What struck me then — and what still strikes me now — was the idea of a system that could adapt its approach without ever losing sight of its goal. The Terminator didn't follow a script. When one plan failed, it found another route. It remembered what had happened. It used whatever tools were available. It never stopped.
Forty years later, I work in IT consulting, evaluating AI systems for enterprise clients across banking, financial services, and life sciences. And every week, I hear the same claim: "We've built an AI agent."
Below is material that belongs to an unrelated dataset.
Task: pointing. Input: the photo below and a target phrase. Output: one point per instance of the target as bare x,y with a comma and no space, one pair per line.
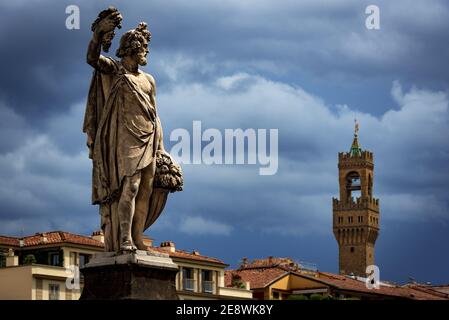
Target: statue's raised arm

Every time I hear it, I think of that machine from 1984. And almost every time, what I'm actually looking at is something far simpler — and far less interesting.
The Hype Problem
Every week, another company announces it is "building AI agents." The demo usually looks impressive: an LLM calls a weather API, searches a document, sends an email, or updates a ticket. The landing page promises "autonomous agents that achieve your goals."
Most things marketed as AI agents are not fully agentic systems. They are useful LLM-powered workflows with better branding.
That does not make them bad. It just makes the language imprecise.This distinction matters enormously for architects, buyers, and product teams. If you believe you are buying a goal-driven adaptive system, but you actually receive a deterministic workflow with an LLM at a few decision points, your expectations around reliability, cost, risk, observability, and governance will be wrong from day one.
The Test That Exposes Fake Agents
Imagine you tell a system:
"I want to visit Paris for three days. What should I pack?"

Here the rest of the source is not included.